In order to enable Quest to play a specific frequency of sound and mimic the effect of video games from the 80s, the “synth” mode was created first. After learning the Web Audio documentation and lots of experiments, Web Audio oscillators could be used on the Quest – and with SpatialAudio! The following is from our audio.js file.

playToneAt(position, orientation = [0, 0, 0]) {
        this.panner.setPosition(position[0], position[1], position[2]);
        this.panner.setOrientation(orientation[0], orientation[1], orientation[2]);
        //Proof of concept - take height from position and map to freq:
        let freq = this.map_range(position[1], -1, 2, 27, 2700)
        this.osc = this.playTone(freq);
playTone(freq) {
        let dur = 2;
        let osc = this.context.createOscillator();
        osc.type = this.wave;
        osc.frequency.value = freq;
            .connect(this.gainNode)     // Spatial
      osc.stop(this.context.currentTime + dur);
        delete this.oscillator;
        return osc;

James modified the sound with the concept of an ‘envelope’ which effectively adds a fade in and fade out to the tone.

playTone(freq) {
        /**JH: Envelope is in basic terms how the sound enters and exits. 
         * A low attack means the sound reaches peak volume relatively 
         * quickly (as if the instrument was struck), and a high
         * release means the sound lingers around for longer. */
        this.envelope = {
            attack: 0.1,
            release: .5
        let now = this.context.currentTime;
        let osc = this.context.createOscillator();
        let envGainNode = this.context.createGain();
        osc.type = this.wave;
        osc.frequency.value = freq;
        // envGain.cancelScheduledValues(now);
        envGainNode.gain.setValueAtTime(0, now);
        envGainNode.gain.linearRampToValueAtTime(1, now + this.envelope.attack);
        envGainNode.gain.linearRampToValueAtTime(0, now + this.envelope.attack + this.envelope.release);
            .connect(this.gainNode)     // Spatial
            .connect(envGainNode)       //Envelope
        let dur = (this.envelope.attack + this.envelope.release)
        osc.stop(now + dur + 1);    //+1 helps prevent popping at the end of tones
        return osc;

Musical Styles

In its current version waves has a “synth” mode and a “piano” mode. The synth mode uses Web Audio oscillators to generate sawtooth waves upon impact. The piano mode uses sampled piano notes in .wav format. Both modes are built on top of the SpatialAudio system; the location that you strike on the mesh will be where the sound originates from. 

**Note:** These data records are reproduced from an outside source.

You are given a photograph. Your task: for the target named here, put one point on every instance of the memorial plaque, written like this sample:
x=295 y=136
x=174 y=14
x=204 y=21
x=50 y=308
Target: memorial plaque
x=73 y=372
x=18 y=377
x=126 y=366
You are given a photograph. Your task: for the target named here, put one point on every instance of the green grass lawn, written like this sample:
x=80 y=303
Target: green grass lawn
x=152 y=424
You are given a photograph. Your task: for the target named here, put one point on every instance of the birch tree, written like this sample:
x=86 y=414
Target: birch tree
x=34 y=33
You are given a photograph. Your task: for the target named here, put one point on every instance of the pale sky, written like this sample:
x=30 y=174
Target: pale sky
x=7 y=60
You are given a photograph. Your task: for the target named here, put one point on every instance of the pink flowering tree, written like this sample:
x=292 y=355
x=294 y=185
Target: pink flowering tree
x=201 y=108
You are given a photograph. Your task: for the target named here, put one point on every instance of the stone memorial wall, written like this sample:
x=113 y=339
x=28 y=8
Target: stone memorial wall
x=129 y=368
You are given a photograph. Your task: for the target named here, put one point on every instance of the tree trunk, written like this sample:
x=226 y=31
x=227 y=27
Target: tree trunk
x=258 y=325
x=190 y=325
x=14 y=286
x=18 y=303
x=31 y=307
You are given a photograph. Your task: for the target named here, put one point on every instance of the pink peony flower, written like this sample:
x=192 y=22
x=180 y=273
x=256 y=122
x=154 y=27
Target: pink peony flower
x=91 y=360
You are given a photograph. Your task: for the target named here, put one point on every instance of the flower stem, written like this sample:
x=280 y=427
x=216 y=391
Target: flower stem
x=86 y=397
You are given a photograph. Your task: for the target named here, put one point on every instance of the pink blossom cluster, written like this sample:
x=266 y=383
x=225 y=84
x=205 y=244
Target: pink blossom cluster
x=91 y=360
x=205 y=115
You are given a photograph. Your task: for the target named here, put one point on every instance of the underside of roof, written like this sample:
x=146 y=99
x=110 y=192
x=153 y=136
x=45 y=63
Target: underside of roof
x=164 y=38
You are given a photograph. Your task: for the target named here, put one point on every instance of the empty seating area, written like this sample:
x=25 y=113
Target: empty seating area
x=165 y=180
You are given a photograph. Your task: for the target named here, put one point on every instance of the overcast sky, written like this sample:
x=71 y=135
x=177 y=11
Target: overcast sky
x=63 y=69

The synth mode is far from perfect; occasionally notes will cause interference or make jarring popping sounds. For the demonstration we stuck to piano mode as it is far more pleasing on the ears.

Next Steps

User Testing Feedback

The user testing during our last class provided much valuable insight. This ranged from notes about clarifying the onboarding to how to make the experience more musically interesting. Here is a list of actionable items based on the feedback.

  • Provide in-experience instructions on how the controllers work. This could be either:
    • Written instructions in a menu of sorts,
    • Visual cues/reminders on the controller avatars themselves
  • Explore different versions of music notes available. Right now we have the full western scale, which makes finding satisfying sounds difficult. Could the experience be more interesting if we used a pentatonic scale? A blues scale?
  • Further refine the mesh manipulation. Many users wanted to be able to rotate the mesh as a whole, not just move it.
  • Make it multiplayer (we’re aware of this one…)

Other General Future Goals

We hope to make this multiplayer ASAP, as we anticipate this will add an entirely new dimension to the piece. This goal requires us to reconcile the foundational patch code of the piece, that relies on world space without any transforms applied, and the transforms that are applied when calibrating.

We also hope to explore different soundscapes. We used piano samples because those were readily available to us and a decent proof of concept (and they don’t sound too bad), but we’d like to try other sounds – especially ones that compliment the aesthetic better, such as synth keyboards, electric guitars & basses, etc.